提著一籃子滿滿的荷花,領著小朋友走在田道上向孤兒院走去,突然,聽聞撲通一聲,緊接著小朋友便一陣騷亂起來。

    “怎麽了?怎麽了?”伸手抓住身邊的幾個小朋友,抬頭正看到一個小朋友在池塘裏,拍打著雙手,嘴裏不知道在說些什麽。

    隨手抓起身邊的一根竹竿:“珠珠,別怕,來抓住竹竿。
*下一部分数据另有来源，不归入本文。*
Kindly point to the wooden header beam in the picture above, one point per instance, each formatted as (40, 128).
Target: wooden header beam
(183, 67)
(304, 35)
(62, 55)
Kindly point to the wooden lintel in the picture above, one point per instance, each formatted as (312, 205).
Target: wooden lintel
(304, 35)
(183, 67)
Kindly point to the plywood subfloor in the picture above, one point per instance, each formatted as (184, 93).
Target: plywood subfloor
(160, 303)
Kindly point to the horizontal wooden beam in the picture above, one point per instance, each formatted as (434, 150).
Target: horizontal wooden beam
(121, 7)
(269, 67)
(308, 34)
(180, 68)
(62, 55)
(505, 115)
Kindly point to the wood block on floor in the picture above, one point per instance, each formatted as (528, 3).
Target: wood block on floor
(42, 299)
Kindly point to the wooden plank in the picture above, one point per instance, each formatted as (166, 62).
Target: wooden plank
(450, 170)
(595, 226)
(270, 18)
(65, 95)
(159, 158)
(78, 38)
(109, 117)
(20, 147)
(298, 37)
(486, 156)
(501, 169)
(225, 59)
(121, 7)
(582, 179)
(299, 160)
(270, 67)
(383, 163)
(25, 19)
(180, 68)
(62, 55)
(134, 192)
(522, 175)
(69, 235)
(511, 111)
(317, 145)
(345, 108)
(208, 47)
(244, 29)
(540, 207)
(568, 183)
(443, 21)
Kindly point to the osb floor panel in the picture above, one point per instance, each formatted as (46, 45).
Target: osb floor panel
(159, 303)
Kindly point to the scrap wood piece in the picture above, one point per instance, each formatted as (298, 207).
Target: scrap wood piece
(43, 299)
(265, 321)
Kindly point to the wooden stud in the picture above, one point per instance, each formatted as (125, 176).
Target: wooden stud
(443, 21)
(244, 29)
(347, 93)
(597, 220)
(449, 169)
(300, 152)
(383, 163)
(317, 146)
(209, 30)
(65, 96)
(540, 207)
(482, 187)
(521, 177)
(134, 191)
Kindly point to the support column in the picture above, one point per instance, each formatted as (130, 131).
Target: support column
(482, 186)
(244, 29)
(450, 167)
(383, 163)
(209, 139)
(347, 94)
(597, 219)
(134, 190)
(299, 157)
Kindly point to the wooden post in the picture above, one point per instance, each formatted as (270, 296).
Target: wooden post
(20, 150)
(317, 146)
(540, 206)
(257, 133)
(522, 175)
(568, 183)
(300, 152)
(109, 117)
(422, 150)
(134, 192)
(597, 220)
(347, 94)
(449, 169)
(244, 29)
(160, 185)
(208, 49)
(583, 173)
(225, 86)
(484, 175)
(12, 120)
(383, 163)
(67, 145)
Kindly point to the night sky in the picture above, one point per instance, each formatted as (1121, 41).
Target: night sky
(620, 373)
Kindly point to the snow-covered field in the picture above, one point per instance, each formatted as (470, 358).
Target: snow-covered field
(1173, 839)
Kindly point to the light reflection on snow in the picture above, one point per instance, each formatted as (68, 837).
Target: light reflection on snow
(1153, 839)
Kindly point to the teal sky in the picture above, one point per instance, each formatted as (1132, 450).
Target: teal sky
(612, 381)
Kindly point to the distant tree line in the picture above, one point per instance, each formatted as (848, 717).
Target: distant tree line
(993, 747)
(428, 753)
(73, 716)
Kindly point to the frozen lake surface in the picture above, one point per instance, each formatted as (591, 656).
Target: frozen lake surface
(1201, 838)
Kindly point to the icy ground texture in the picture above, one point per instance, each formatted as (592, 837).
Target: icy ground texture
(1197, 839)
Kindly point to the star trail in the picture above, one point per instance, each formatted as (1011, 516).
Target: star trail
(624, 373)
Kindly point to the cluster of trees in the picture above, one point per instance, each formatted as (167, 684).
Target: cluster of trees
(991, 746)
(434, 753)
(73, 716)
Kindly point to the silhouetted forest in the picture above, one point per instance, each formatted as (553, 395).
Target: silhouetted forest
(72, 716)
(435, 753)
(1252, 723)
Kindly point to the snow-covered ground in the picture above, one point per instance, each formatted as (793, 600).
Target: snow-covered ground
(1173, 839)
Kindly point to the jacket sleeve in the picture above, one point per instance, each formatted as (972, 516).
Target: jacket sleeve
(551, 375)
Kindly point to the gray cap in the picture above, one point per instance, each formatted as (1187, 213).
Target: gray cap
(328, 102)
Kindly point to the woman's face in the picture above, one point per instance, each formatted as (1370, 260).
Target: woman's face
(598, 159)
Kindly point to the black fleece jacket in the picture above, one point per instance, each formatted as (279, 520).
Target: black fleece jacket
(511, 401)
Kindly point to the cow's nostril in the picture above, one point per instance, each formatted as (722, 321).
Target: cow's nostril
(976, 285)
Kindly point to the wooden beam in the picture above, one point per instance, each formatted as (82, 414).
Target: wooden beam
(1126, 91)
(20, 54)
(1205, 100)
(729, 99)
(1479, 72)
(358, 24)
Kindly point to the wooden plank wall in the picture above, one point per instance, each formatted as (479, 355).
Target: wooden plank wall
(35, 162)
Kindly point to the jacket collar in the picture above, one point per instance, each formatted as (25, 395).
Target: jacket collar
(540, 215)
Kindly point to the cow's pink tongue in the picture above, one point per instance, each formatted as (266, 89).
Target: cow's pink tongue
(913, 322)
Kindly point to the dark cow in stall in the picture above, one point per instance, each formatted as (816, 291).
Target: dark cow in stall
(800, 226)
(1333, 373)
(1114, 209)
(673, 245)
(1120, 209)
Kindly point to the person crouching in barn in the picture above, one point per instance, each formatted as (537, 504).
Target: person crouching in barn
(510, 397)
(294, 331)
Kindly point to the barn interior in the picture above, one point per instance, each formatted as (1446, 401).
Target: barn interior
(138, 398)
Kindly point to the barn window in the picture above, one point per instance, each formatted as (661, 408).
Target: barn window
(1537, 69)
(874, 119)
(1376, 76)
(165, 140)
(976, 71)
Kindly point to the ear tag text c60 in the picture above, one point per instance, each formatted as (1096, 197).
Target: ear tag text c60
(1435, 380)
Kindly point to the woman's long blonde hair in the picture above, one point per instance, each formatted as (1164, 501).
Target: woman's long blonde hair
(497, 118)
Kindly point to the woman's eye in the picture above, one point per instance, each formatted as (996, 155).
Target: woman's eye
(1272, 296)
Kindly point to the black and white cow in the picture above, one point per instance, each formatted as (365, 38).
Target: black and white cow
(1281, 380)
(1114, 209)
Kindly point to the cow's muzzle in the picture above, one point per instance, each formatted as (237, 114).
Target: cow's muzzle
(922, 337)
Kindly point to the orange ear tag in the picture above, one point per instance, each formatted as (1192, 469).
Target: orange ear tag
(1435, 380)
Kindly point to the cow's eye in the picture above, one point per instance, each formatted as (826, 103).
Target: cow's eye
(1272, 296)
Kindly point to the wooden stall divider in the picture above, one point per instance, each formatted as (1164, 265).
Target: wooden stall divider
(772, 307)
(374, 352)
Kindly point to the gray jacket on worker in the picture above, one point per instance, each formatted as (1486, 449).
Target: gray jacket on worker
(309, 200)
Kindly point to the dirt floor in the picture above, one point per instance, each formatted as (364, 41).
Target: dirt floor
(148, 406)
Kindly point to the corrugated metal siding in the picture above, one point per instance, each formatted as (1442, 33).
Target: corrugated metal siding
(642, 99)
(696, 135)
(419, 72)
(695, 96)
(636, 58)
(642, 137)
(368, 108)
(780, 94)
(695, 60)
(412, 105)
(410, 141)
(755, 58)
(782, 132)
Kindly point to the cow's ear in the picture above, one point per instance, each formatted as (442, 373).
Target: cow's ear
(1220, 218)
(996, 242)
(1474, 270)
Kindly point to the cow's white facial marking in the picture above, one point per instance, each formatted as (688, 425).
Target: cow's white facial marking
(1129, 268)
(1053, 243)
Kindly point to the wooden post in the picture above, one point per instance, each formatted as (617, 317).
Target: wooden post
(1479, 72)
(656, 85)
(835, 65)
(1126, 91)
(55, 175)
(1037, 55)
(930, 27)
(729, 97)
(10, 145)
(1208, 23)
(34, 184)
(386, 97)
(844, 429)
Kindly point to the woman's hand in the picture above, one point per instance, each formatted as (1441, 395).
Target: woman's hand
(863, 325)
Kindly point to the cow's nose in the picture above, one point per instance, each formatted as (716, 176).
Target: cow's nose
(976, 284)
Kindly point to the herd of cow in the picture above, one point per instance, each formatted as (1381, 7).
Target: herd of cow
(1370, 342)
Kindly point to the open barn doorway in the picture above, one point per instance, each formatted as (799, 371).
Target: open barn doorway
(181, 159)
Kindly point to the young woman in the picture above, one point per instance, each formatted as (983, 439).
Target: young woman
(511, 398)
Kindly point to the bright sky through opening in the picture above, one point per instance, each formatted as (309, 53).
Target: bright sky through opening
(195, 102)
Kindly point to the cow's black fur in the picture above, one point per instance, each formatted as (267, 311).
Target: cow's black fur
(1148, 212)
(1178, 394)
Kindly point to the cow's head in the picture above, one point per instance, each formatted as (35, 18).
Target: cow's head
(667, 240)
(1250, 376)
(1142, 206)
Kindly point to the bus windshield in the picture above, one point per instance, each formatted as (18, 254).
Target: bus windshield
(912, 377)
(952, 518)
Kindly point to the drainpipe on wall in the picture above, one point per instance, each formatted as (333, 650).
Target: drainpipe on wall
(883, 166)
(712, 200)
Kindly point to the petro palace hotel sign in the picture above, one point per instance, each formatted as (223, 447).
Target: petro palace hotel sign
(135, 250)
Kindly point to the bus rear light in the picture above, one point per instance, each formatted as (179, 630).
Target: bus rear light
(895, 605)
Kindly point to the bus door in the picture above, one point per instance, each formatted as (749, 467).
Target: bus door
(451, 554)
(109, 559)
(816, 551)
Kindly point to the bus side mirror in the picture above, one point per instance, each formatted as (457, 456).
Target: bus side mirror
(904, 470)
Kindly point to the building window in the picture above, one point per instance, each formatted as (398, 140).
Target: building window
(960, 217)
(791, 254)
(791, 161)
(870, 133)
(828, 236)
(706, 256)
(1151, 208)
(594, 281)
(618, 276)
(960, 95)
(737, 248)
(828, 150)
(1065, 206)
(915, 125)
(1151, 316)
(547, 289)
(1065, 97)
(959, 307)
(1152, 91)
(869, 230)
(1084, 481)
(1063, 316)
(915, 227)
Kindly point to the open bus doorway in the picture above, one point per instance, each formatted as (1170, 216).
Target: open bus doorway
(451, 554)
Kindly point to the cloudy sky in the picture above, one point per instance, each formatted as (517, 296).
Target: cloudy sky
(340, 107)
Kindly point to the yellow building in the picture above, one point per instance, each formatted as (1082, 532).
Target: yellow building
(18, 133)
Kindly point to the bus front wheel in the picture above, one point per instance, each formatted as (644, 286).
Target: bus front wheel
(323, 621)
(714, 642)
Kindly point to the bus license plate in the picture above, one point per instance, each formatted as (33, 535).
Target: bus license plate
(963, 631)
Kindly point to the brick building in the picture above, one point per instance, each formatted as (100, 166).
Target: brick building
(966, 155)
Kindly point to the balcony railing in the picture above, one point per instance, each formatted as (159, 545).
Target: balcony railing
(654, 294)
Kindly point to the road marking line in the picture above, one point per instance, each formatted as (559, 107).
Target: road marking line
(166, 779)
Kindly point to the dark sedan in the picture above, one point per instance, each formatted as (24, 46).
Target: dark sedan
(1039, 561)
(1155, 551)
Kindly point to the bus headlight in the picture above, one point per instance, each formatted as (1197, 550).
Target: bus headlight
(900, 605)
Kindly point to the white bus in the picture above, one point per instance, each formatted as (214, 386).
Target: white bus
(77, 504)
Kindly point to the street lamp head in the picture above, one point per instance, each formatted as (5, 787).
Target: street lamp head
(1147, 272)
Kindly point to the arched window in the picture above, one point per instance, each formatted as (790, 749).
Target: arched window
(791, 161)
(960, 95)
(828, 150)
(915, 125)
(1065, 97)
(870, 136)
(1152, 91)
”

    可能是因為小朋友太小不懂,拍打著雙手身體卻隨著水流往下遊流去,怎麽辦?怎麽辦?眼見著她無法抓住竹竿,於是想也沒有多想自己便跳了下去。

    等到水裏才知道自己是一個漢鴨子,不懂水性,不過還好水隻到我的胸口,水流也不是很急,於是便慢慢的向珠珠的身體挪去。

    “珠珠,別怕,抓住身邊的草或是石頭,快,姐姐來救你了。啊……”突然腳下一滑,整個人倒在了水裏,眼見著河水淹沒了我的頭,我的身體,珠珠也從我的視線裏慢慢消失。身體突然便得沉重起來,就像被某些東西綁住了手腳動彈不得,第一次感覺到死神離我那麽的近,好像一伸手就能摸到他的鼻子。突然一個白色的光點出現在眼前,緊接著光點越來越大,越來越大,可能是因為水迷出了我的眼睛,我無法睜開眼睛去看清楚那個光點到底是什麽?直到一隻結實的手臂攔住我的腰,一股清新的味道傳進我的嗅覺之時,我才放下心來,因為我得救了。

    那人用力的按著我的小腹處,把積水從我的胸腔裏壓了出來:“咳,咳。”睜開眼睛時,我已經平安到了岸邊,一張熟悉的臉孔出現在我的眼前,有那麽一瞬間,我的心又開始跳動,漏拍,失神。

    “珠珠,珠珠。”連忙起身四處張望著,突然一張純真的笑臉出現在我的眼前,熟悉的微笑,熟悉的氣息:“你嚇死了我,沒事吧,來讓姐姐看看。”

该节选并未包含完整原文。